In such a case, one divided by two might in a sense equal zero.
Of course, even in basic mathematics, if you divide one by ever larger numbers, you get closer and closer to zero (it’s the limit as the denominator goes to infinity).
Speaking of going to infinity, the value of 1 / (701 – x), where x is the number of words I’ve written, has now crossed the singularity at infinity and is asymptotically approaching the x-axis from below. On the positive side of the x-axis, starting from the beginning of a post’s first draft, that number can never be smaller than 1/701, since even I cannot write a negative number of words****. But once I’ve passed the 701 point, the numbers can become an infinitesimal negative fraction, in principle.
In practice, I’m practically finished here. I hope you all have a good day. I will probably write a post tomorrow.
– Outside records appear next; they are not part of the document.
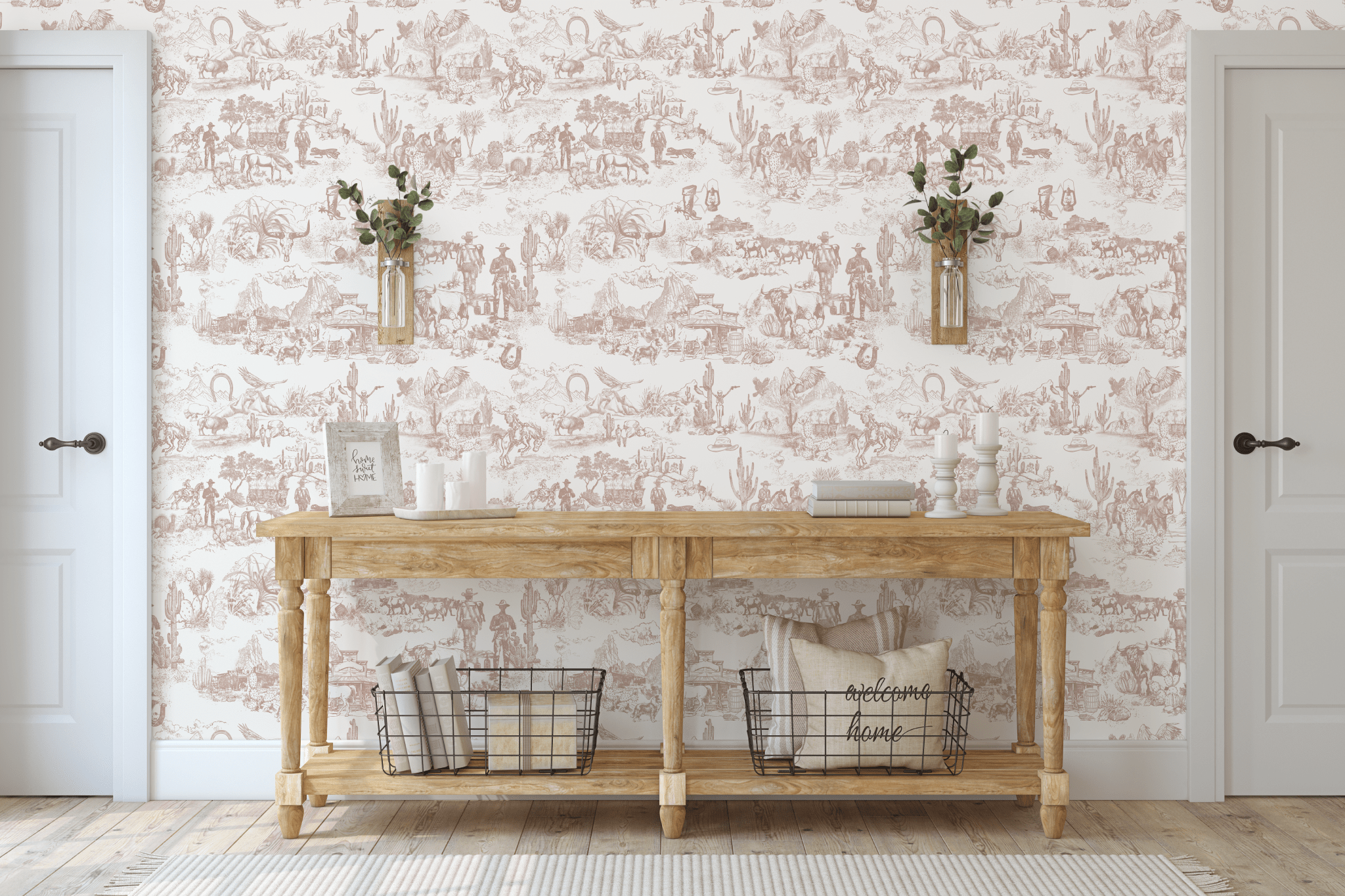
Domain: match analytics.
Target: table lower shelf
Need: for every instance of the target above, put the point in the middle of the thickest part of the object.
(709, 773)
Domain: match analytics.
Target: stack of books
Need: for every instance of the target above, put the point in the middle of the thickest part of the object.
(861, 498)
(427, 721)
*Not counting skin and intestinal flora and the like. If we count those, then we can all, like Walt Whitman, truthfully say “I am large, I contain multitudes”.
**Again, this has nothing to do with the person’s skills or résumé or experience or innate abilities, it’s just saying that one wouldn’t normally feel the need to add any caveats when calling a person an individual.
***Which means, basically, “uncuttable”. And what we call atoms can indeed be “cut”.